¡Oh, Fabio!

Luis Sánchez-Moliní

lmolini@grupojoly.com

'La Chata' que no pudo ser

Inocente o no, Cristina de Borbón ha terminado como símbolo de una oligarquía fría, calculadora y avariciosa

Es difícil pasear por los jardines de la Granja de San Ildefonso sin toparse, tarde o temprano, con la rotundidad de la escultura de La Chata, realizada por Collaut Valera gracias a una suscripción popular. El monumento representa la ancha humanidad de Isabel de Borbón y Borbón, hija de la reina Isabel II y Francisco de Asís -aquel que las malas lenguas dicen que llevó más encajes que su mujer en la noche de bodas-, una de las infantas más queridas de la historia contemporánea española. El castizo pueblo de Madrid -que al igual que el andaluz es aficionado a la Casa de Borbón- la bautizó con el mote de La Chata para dejar clara una estima que, incluso, superó el advenimiento de la II República.

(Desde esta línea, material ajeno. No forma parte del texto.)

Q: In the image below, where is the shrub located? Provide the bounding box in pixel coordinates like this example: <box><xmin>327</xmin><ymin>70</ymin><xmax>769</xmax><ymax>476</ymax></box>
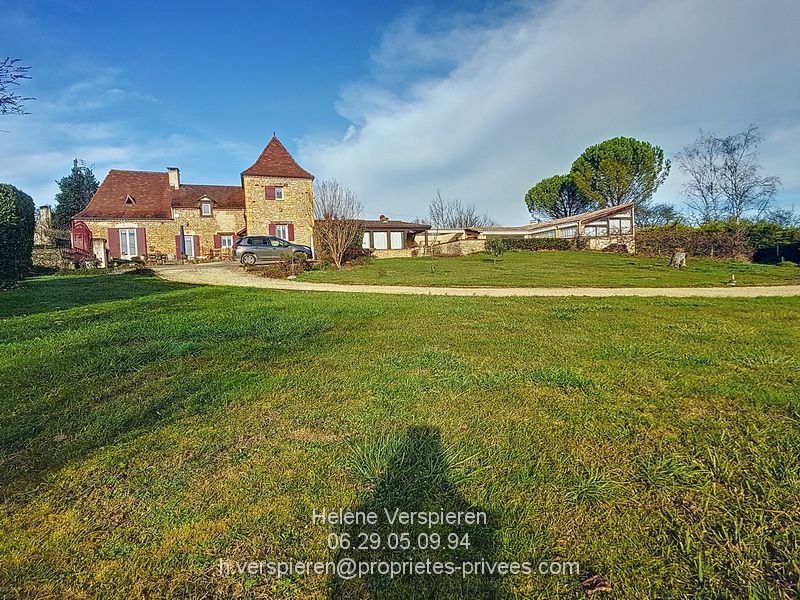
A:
<box><xmin>486</xmin><ymin>237</ymin><xmax>506</xmax><ymax>261</ymax></box>
<box><xmin>0</xmin><ymin>183</ymin><xmax>35</xmax><ymax>287</ymax></box>
<box><xmin>503</xmin><ymin>238</ymin><xmax>587</xmax><ymax>250</ymax></box>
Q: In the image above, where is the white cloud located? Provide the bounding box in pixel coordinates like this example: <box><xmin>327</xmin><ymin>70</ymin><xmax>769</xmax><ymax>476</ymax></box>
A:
<box><xmin>300</xmin><ymin>0</ymin><xmax>800</xmax><ymax>224</ymax></box>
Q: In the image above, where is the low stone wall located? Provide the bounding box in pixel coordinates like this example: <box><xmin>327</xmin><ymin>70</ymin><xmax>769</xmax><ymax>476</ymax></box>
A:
<box><xmin>425</xmin><ymin>240</ymin><xmax>486</xmax><ymax>256</ymax></box>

Más Grecia que Borbón, y aunque de ánimo un tanto soso, la infanta Cristina también disfrutó en una época del favor popular, quizás porque transmitía una imagen de chica normal que calzaba zapatos planos y acudía todas las mañanas a su oficina en Barcelona. Su boda con un jugador de balonmano ajeno a los grandes linajes de la historia de Europa consolidó un cuento de hadas tan edulcorado como embarazoso que ha terminado en la hoguera del caso Nóos, el fin de la inocencia para los monárquicos, como el caso Filesa lo fue para los socialistas y la trama Gürtel para los populares. Sin embargo, los manejos de Nóos no se pueden entender sin el contexto de la crisis moral que ha sufrido la España nacida en el 78, una enfermedad provocada por el éxito de un modelo que no contempló mecanismos de regeneración. Al igual que con el paso de los años la vida se nos va enturbiando, así pasa con las instituciones. La única manera de evitar que esa turbiedad degenere en aguas negras es la autocrítica y la continua renovación. Para comprender eso hemos necesitado sentarnos al borde del precipicio y todavía hay personajes egregios que piensan que apenas hay que cambiar nada. "Chapa y pintura", como se dice coloquialmente.

Aparte habría que analizar el juicio paralelo al que ha sido sometida la infanta Cristina y que tiene más que ver con el morbo de ver a una princesita morder el polvo que con la administración de justicia. Inocente o no, Cristina de Borbón ha terminado como símbolo de una oligarquía fría y calculadora, sedienta de lujos y prebendas. De algo podemos estar seguros: nunca nos tropezaremos con su estatua en un jardín público. Su nombre ya pertenece al trastero de la historia.